Ainsi donc, la diplomatie peut-elle s’extraire des conventions habituelles pour parer des dirigeants peu vertueux de la rosette nationale. Bachar Al-Assad l’a eue, puis rendue, Vladimir Poutine, quant à lui, la conserve dans le chloroforme de la veulerie politique, de la soumission au pouvoir des puissants. Au grand déshonneur de la France, bien plus brutale et rosse avec les petits amis de Nicolas. Finis les rubans rouges pour Isabelle Balkany, pour Claude Guéant, son ancien ministre de l’Intérieur, et pour son grand soutien, Gérard Depardieu, fidèle camarade du nouveau tsar de Russie. Décidément, les copains trinquent, sanctionnés par la grande chancellerie de la plus haute décoration française dont les 400 employés gèrent quelques 2500 promotions annuelles. Les récipiendaires sont donc nombreux désignés régulièrement par les ministères ou, désormais, par n’importe quel individu ayant collecté cinquante signatures de concitoyens, afin de considérer l’ensemble des classes sociales de notre société. Une initiative qui fait débat pour les légitimistes pointant la banalisation d’un trophée dont ils devraient seuls distiller les grâces à leurs chouchous adorés. « Toute personne au métier éminent ou à la moralité louable peut prétendre au titre honorifique ». C’est écrit. La probité, même des mal-aimés, arracheurs de dents, fonctionnaires, assureurs, agents immobiliers, journalistes ou politiciens doit donner accès à la reconnaissance suprême de l’Etat. Ainsi, l’homme empreint de sagesse et de raison échappe au carcan des aprioris, des jugements quel que puisse être le dilemme posé par son engagement. A l’instar de Pierre Gay, président et co-fondateur du Bioparc de Doué-en-Anjou.
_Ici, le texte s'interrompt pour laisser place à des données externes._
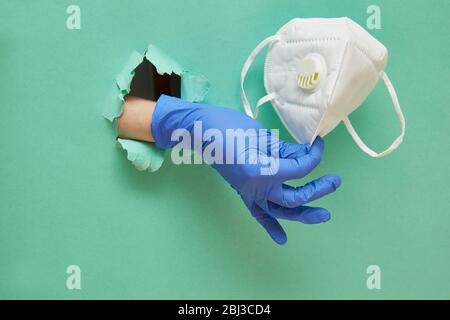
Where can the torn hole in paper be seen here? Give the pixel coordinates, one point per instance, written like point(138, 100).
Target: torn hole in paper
point(149, 75)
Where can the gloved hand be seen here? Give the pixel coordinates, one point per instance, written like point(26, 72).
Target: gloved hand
point(257, 171)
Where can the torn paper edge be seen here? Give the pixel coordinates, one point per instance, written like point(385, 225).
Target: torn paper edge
point(194, 88)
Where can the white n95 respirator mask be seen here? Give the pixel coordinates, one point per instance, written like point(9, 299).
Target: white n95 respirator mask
point(317, 72)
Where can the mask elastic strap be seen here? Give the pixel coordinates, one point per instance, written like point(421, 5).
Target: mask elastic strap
point(397, 142)
point(246, 67)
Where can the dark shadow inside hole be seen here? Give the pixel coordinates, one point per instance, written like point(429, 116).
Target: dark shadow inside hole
point(148, 84)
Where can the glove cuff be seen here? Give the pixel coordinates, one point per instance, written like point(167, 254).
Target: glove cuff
point(170, 114)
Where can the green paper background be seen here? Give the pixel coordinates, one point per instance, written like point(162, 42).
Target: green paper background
point(69, 196)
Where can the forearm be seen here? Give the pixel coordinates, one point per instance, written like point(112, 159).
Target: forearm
point(136, 120)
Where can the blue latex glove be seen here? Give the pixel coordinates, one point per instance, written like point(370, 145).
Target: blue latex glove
point(266, 196)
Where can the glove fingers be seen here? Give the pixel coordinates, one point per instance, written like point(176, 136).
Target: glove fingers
point(292, 197)
point(296, 168)
point(304, 214)
point(293, 150)
point(272, 226)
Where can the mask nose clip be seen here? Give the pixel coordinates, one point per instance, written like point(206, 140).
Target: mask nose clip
point(311, 72)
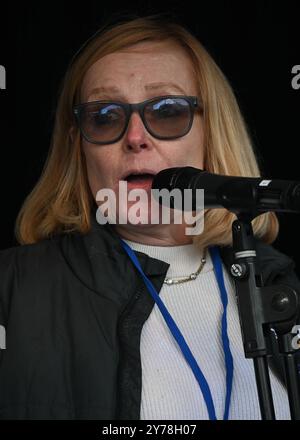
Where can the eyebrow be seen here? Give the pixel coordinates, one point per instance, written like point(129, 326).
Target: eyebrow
point(150, 86)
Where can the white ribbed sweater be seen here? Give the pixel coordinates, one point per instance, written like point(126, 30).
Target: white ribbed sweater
point(169, 388)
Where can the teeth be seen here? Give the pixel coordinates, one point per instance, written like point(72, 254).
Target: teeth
point(138, 176)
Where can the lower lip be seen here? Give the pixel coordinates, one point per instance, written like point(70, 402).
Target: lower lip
point(145, 184)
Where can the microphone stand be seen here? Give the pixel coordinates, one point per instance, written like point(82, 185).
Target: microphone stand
point(262, 310)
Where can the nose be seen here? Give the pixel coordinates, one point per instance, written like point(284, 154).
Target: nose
point(136, 134)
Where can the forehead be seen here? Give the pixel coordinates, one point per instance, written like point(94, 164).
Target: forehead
point(139, 65)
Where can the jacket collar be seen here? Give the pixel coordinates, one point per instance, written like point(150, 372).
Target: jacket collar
point(100, 262)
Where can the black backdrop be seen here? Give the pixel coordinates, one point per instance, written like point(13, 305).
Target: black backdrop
point(256, 43)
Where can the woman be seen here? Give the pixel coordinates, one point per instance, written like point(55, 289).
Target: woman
point(84, 338)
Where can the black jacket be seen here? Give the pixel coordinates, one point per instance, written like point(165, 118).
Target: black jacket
point(73, 308)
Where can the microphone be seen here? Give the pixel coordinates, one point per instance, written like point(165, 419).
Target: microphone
point(235, 193)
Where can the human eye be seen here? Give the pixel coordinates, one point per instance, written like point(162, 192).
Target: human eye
point(169, 108)
point(105, 115)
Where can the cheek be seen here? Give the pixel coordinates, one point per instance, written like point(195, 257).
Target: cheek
point(97, 162)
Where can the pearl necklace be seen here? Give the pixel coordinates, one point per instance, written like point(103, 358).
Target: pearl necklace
point(192, 276)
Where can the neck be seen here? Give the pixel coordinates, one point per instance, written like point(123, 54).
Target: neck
point(155, 235)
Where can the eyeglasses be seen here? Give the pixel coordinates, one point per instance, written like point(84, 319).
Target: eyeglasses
point(165, 117)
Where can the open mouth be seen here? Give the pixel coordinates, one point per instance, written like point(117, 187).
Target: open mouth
point(136, 178)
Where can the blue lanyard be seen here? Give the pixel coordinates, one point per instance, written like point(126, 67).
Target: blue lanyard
point(217, 262)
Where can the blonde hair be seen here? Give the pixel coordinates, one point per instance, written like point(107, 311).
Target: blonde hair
point(62, 201)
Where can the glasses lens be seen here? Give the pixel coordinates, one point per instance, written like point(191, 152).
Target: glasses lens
point(102, 122)
point(168, 117)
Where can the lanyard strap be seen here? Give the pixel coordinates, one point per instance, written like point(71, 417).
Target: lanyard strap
point(180, 339)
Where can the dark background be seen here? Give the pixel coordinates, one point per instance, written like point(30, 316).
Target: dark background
point(256, 44)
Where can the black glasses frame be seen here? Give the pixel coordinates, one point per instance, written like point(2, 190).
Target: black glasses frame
point(140, 108)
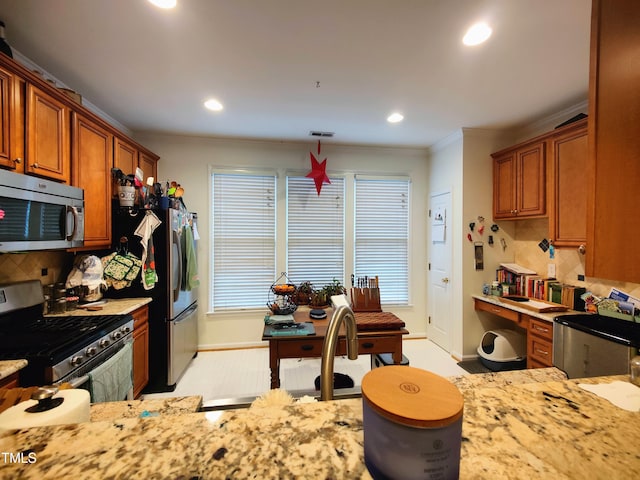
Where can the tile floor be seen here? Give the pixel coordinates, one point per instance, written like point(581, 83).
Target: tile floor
point(243, 373)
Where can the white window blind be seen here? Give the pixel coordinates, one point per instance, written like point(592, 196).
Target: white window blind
point(315, 231)
point(382, 236)
point(244, 236)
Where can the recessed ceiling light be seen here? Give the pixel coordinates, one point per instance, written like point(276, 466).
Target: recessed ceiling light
point(395, 117)
point(213, 104)
point(164, 3)
point(477, 34)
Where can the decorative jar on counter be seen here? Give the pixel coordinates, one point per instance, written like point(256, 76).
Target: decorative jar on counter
point(412, 421)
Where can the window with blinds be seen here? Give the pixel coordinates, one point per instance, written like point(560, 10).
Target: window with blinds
point(382, 236)
point(244, 240)
point(315, 231)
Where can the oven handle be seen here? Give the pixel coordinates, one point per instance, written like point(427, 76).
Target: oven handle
point(88, 367)
point(76, 382)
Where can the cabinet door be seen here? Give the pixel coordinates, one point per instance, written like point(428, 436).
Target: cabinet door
point(504, 186)
point(92, 158)
point(48, 138)
point(125, 156)
point(531, 183)
point(568, 187)
point(614, 143)
point(11, 122)
point(148, 164)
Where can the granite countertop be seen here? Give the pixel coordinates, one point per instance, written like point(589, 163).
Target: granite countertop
point(543, 316)
point(548, 429)
point(113, 306)
point(9, 367)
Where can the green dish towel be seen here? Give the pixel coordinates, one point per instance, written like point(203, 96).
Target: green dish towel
point(191, 275)
point(111, 381)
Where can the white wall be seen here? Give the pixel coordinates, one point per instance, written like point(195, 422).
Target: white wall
point(461, 164)
point(188, 160)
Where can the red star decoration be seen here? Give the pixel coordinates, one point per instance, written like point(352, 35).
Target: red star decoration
point(318, 172)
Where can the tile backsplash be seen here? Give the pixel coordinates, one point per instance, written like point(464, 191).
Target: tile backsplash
point(569, 262)
point(16, 267)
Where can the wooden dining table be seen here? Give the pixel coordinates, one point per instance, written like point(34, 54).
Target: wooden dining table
point(377, 333)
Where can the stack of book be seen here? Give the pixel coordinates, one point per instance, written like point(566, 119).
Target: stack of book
point(528, 283)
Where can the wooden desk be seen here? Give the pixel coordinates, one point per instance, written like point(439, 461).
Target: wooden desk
point(310, 346)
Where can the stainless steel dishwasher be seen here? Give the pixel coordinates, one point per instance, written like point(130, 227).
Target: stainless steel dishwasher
point(587, 345)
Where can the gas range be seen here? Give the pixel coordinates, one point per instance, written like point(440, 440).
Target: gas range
point(58, 348)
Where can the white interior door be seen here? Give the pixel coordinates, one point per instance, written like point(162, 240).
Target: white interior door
point(439, 281)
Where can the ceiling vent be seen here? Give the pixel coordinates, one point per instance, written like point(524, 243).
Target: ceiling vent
point(315, 133)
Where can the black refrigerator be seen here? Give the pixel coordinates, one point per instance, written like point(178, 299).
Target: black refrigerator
point(173, 325)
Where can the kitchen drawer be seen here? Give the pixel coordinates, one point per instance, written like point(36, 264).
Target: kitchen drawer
point(541, 329)
point(309, 347)
point(140, 316)
point(497, 310)
point(540, 351)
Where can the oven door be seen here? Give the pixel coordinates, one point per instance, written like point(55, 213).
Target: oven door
point(108, 377)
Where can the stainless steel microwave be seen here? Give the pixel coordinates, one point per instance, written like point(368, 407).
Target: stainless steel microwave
point(38, 214)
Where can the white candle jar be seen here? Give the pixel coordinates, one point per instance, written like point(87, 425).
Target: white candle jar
point(412, 422)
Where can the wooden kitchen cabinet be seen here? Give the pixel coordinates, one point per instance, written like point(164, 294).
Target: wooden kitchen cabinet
point(11, 121)
point(539, 343)
point(148, 162)
point(567, 187)
point(125, 156)
point(140, 349)
point(519, 181)
point(47, 136)
point(614, 143)
point(92, 157)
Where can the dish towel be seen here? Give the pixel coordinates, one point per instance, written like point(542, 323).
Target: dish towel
point(145, 231)
point(111, 381)
point(622, 394)
point(191, 280)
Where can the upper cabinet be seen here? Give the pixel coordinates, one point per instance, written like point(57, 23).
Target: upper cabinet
point(92, 157)
point(148, 162)
point(44, 132)
point(47, 136)
point(519, 182)
point(11, 122)
point(567, 167)
point(614, 142)
point(125, 156)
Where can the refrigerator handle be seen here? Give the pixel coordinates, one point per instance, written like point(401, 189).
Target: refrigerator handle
point(176, 241)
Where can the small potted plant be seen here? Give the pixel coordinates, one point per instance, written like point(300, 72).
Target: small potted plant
point(303, 293)
point(322, 297)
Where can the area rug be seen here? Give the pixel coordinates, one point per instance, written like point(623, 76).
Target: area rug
point(473, 366)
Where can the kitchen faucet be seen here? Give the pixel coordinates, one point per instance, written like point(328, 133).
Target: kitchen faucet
point(342, 314)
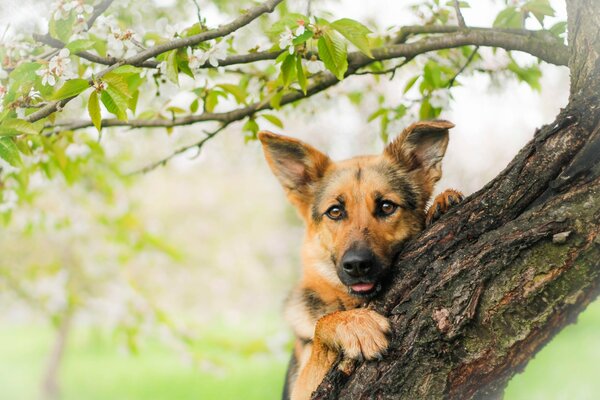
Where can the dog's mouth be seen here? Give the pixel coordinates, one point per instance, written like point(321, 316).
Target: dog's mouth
point(364, 289)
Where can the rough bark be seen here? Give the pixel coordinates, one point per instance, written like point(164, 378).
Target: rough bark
point(481, 291)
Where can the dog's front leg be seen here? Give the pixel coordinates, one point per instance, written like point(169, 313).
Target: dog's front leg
point(359, 334)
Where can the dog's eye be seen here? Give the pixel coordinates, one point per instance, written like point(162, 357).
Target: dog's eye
point(335, 213)
point(386, 208)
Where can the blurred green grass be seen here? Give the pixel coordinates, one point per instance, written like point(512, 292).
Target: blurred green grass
point(96, 368)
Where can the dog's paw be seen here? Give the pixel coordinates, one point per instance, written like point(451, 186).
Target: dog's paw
point(442, 203)
point(360, 334)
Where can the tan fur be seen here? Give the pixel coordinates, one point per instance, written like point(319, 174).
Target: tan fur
point(326, 318)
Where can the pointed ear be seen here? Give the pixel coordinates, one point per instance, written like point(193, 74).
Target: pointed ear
point(420, 148)
point(422, 145)
point(296, 165)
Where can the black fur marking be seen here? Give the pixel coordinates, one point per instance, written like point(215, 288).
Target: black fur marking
point(287, 149)
point(291, 372)
point(400, 184)
point(314, 304)
point(358, 174)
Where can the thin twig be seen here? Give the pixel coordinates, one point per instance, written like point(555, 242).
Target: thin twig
point(459, 17)
point(243, 20)
point(165, 160)
point(198, 13)
point(391, 70)
point(557, 54)
point(98, 10)
point(462, 69)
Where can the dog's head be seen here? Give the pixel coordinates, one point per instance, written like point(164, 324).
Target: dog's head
point(359, 212)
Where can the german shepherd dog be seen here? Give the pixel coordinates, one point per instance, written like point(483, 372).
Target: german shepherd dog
point(359, 213)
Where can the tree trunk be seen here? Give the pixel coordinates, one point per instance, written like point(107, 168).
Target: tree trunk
point(481, 291)
point(50, 384)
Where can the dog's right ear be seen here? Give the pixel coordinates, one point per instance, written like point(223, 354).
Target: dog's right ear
point(296, 165)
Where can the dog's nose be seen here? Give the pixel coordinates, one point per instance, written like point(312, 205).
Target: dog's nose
point(357, 262)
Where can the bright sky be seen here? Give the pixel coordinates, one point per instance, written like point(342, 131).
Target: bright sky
point(491, 124)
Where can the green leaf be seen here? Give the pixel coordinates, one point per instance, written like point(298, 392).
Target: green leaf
point(62, 28)
point(24, 72)
point(172, 67)
point(332, 51)
point(194, 106)
point(71, 88)
point(377, 114)
point(411, 82)
point(355, 32)
point(273, 119)
point(539, 9)
point(80, 45)
point(558, 29)
point(275, 101)
point(183, 63)
point(127, 69)
point(432, 74)
point(118, 83)
point(212, 99)
point(300, 74)
point(133, 100)
point(115, 103)
point(289, 20)
point(288, 70)
point(9, 151)
point(252, 127)
point(509, 18)
point(149, 114)
point(238, 92)
point(94, 110)
point(14, 127)
point(303, 38)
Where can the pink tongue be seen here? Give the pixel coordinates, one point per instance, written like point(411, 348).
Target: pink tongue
point(362, 287)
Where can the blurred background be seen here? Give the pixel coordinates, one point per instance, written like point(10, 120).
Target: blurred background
point(173, 287)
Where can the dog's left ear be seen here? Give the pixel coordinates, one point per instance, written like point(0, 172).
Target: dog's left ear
point(296, 165)
point(421, 147)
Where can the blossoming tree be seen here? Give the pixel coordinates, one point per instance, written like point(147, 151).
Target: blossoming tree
point(101, 65)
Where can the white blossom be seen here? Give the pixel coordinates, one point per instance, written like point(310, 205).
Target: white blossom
point(76, 150)
point(285, 40)
point(56, 68)
point(120, 43)
point(3, 91)
point(162, 67)
point(314, 66)
point(34, 94)
point(79, 6)
point(47, 75)
point(439, 99)
point(213, 55)
point(9, 198)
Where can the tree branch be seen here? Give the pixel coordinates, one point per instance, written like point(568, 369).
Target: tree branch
point(230, 60)
point(98, 10)
point(554, 52)
point(243, 20)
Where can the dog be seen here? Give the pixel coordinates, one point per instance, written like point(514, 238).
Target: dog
point(359, 214)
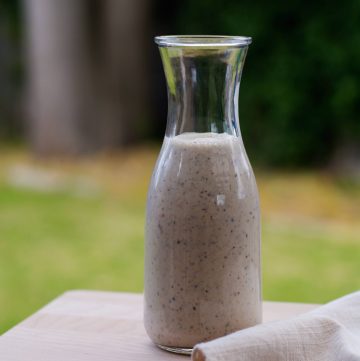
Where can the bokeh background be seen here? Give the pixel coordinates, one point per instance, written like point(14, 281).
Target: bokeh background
point(82, 115)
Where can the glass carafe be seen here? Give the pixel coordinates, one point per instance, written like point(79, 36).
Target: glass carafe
point(202, 234)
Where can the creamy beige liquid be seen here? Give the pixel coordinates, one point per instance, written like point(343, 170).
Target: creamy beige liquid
point(202, 263)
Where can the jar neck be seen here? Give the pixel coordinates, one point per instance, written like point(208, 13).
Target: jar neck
point(203, 88)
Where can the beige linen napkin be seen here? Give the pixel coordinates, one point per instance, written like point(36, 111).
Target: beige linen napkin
point(328, 333)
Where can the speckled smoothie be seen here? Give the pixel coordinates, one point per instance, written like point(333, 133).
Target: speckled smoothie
point(202, 263)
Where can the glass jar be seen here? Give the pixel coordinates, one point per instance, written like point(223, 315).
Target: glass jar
point(202, 235)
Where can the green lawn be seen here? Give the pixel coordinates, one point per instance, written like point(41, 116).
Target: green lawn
point(60, 239)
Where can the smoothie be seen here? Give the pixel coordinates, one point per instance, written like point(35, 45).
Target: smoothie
point(202, 263)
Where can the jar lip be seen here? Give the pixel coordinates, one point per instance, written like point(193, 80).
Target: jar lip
point(203, 41)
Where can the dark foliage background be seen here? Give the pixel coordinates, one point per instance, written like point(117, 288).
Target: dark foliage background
point(300, 97)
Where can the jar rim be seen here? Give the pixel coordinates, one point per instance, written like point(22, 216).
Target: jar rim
point(203, 41)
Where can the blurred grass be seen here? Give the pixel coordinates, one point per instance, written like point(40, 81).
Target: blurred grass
point(63, 238)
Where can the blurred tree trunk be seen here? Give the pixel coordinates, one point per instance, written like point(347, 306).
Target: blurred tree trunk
point(86, 73)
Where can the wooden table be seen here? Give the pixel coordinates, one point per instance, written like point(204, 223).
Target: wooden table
point(97, 326)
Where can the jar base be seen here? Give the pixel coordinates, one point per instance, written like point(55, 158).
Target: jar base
point(178, 350)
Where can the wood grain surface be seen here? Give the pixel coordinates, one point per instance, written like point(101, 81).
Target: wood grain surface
point(98, 326)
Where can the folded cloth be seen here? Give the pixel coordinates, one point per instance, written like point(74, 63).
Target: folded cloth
point(328, 333)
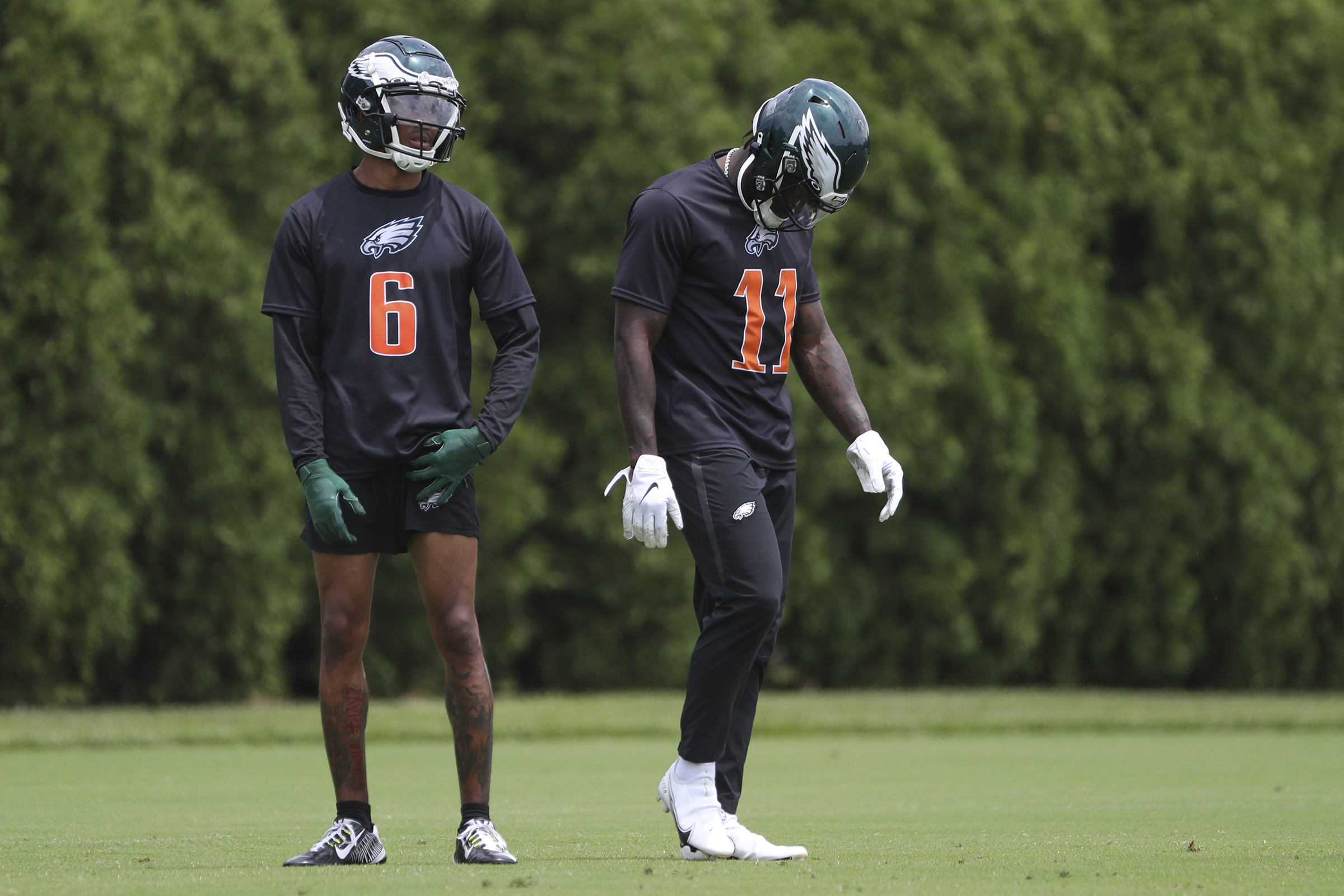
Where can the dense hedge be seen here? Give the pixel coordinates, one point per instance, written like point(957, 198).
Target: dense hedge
point(1090, 287)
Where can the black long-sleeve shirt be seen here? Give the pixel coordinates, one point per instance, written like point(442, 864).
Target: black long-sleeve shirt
point(377, 352)
point(518, 340)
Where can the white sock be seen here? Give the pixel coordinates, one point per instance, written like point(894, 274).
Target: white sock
point(689, 772)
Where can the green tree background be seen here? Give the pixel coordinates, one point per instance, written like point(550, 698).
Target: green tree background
point(1090, 288)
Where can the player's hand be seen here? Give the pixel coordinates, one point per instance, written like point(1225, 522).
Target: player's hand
point(648, 501)
point(878, 470)
point(455, 454)
point(324, 491)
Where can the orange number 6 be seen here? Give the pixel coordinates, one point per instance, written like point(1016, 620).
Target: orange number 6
point(380, 309)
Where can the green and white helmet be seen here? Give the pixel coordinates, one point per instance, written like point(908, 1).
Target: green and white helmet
point(400, 101)
point(808, 150)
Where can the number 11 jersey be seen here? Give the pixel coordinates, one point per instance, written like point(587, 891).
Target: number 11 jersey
point(730, 291)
Ce lieu contradictoire de captivité, d’exhibition et de conservation des d’animaux, ce lieu de coïncidence entre le réalisme et la préoccupation écologique. Depuis longtemps Pierre Gay a exporté sa générosité dans des « projets natures » pour protéger la faune à travers le monde. Son obligation et sa promesse justifient la tolérance des uns, le respect et la gratitude d’autres, mobilisés pour lui accorder la Légion d’honneur.